Almost contrary to this, Jesus says that the Kingdom is like a small mustard seed which becomes the bushiest of plants. Instead of a fresh sprig from a majestic cedar, the Kingdom will come from a humble and lowly beginning, but will indeed still be planted on a hill for all to see. What everyone will see however, instead of a great majestic cedar, will be a lowly, but bushy, mustard plant. This of course counters theirs as well as our expectations for the Kingdom of God, which in our minds should be great, not only spiritually but according to the world.
The seed is indeed planted on a hill, for earlier in this Gospel, Jesus called the twelve to him on a mountain. Later in the Gospel we will see that Jesus is crucified on a mount, and this indeed will be the planting of his kingdom in a public way. The twelve will be his branches, and the plant will grow into the bushiest of the plants. Today there are bishops in every part of the world and over a billion followers. No other plant, no other community, can boast of so many branches and leaves, of such “bushiness.”
And what if God worked in the way of immediacy and worldly power of our expectation? If he appeared in his full glory to all everywhere at once, how deep would his love penetrate our hearts? If instead of small waves gently lapping the shore of a beach, God worked through a mighty wave crashing down on our heads, how would that establish a deep personal relationship which includes the response of human freedom? No, true love is love freely chosen. If God’s sign was too worldly or too immediate, then true loving relationship would not be established. Instead of a powerful wave bringing us immediately to our knees by force, God desires us to recognize him in the lowliness of the gentle movement of the water on the shore and for us to freely come to him and love him.
Other kingdoms have sought to grow through force, through display of power, or through promise of wealth but they have all failed. The Persian empire, the Roman empire, Marxism… every other kingdom or community which relies on worldly power or enticements instead of the grace of the Holy Spirit has failed and will fail. We must let go of our worldly expectations so that God can bring about something better, something which endures forever, something which satisfies our deepest longing, something which leads us to growth beyond our expectation.
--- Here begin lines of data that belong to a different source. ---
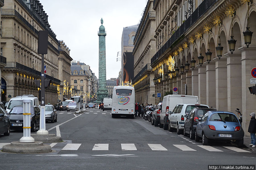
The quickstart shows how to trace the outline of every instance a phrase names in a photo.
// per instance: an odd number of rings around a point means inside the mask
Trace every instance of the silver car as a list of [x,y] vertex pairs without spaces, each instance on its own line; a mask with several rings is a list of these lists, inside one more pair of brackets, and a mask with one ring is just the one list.
[[77,102],[71,102],[68,104],[68,105],[67,107],[67,111],[76,111],[77,108]]

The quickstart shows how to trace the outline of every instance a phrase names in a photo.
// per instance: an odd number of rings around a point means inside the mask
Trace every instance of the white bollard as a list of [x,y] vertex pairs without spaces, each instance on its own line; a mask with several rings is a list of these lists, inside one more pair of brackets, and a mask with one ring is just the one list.
[[23,137],[20,139],[22,143],[32,143],[35,140],[30,136],[30,118],[31,115],[30,100],[24,100],[23,103]]

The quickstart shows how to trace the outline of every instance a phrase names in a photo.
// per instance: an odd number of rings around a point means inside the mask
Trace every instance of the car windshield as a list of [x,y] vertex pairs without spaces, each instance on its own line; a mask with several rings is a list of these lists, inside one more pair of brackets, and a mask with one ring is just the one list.
[[62,105],[67,105],[68,104],[68,103],[69,102],[62,102]]
[[[34,109],[33,107],[31,107],[30,112],[31,114],[34,114]],[[22,114],[23,113],[23,107],[15,107],[10,112],[10,114]]]
[[69,106],[76,106],[76,102],[70,102],[68,104]]
[[222,121],[225,122],[238,122],[237,118],[234,115],[224,113],[214,113],[211,116],[209,121]]
[[[11,100],[9,102],[9,104],[8,105],[8,107],[7,107],[7,109],[11,109],[13,108],[15,106],[20,106],[23,105],[22,103],[22,101],[23,100]],[[33,105],[33,101],[31,100],[31,106]]]
[[132,91],[128,89],[117,89],[116,91],[116,95],[119,96],[130,96]]
[[196,105],[189,105],[187,106],[187,107],[186,108],[186,114],[189,114],[189,112],[190,112],[190,111],[191,111],[191,110],[196,107],[200,107],[202,108],[208,108],[208,107],[204,106],[199,106]]

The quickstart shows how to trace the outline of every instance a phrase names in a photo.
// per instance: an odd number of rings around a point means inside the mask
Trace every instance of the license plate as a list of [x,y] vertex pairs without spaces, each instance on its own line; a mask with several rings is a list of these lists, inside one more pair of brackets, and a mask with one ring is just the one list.
[[22,126],[22,124],[21,123],[12,123],[12,126]]
[[231,138],[232,137],[232,135],[229,134],[219,134],[219,137]]

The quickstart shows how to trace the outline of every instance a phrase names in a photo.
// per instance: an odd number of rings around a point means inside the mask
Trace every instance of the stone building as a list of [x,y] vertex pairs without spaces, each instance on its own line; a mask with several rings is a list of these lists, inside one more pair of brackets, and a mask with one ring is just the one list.
[[155,12],[153,9],[153,0],[148,1],[134,39],[132,84],[135,88],[136,101],[140,103],[156,103],[153,96],[154,74],[150,66],[150,59],[156,51]]
[[72,60],[69,55],[70,49],[63,40],[59,41],[58,47],[60,55],[58,57],[59,79],[60,80],[59,99],[62,101],[71,97],[70,62]]
[[48,53],[44,55],[46,78],[52,81],[46,89],[46,102],[58,99],[58,41],[50,28],[48,16],[39,1],[9,0],[1,9],[1,51],[7,58],[2,79],[6,84],[7,98],[31,94],[38,97],[34,82],[41,77],[41,56],[37,53],[38,31],[48,31]]
[[90,66],[83,63],[73,60],[70,69],[70,82],[73,89],[71,96],[82,95],[84,102],[86,103],[96,100],[97,78],[91,70]]
[[[246,1],[154,0],[156,52],[149,63],[154,75],[150,79],[156,93],[162,94],[160,100],[177,87],[179,94],[197,96],[200,103],[218,110],[239,108],[245,132],[249,114],[256,110],[255,96],[248,89],[253,85],[250,79],[256,66],[256,36],[252,34],[250,43],[243,33],[256,31],[256,4],[242,4]],[[143,83],[135,85],[137,91],[147,86]],[[158,100],[156,96],[155,103]]]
As these parables are placed near the beginning of Mark’s Gospel, we are being taught that for the Kingdom of God to be brought about we must set aside our expectations. We must be patient, we must be trusting, and we must be willing to accept the lowliness in which he comes to us. Our hearts were made for something more than worldly power and immediate proof. Our hearts were made for God. He is meek, humble, patient, and merciful. He is willing to endure insult and rejection so that we might choose him freely through grace. Let us thank God for sharing with us a better way, a way that is founded on the mysterious depth of our Heavenly Father’s love.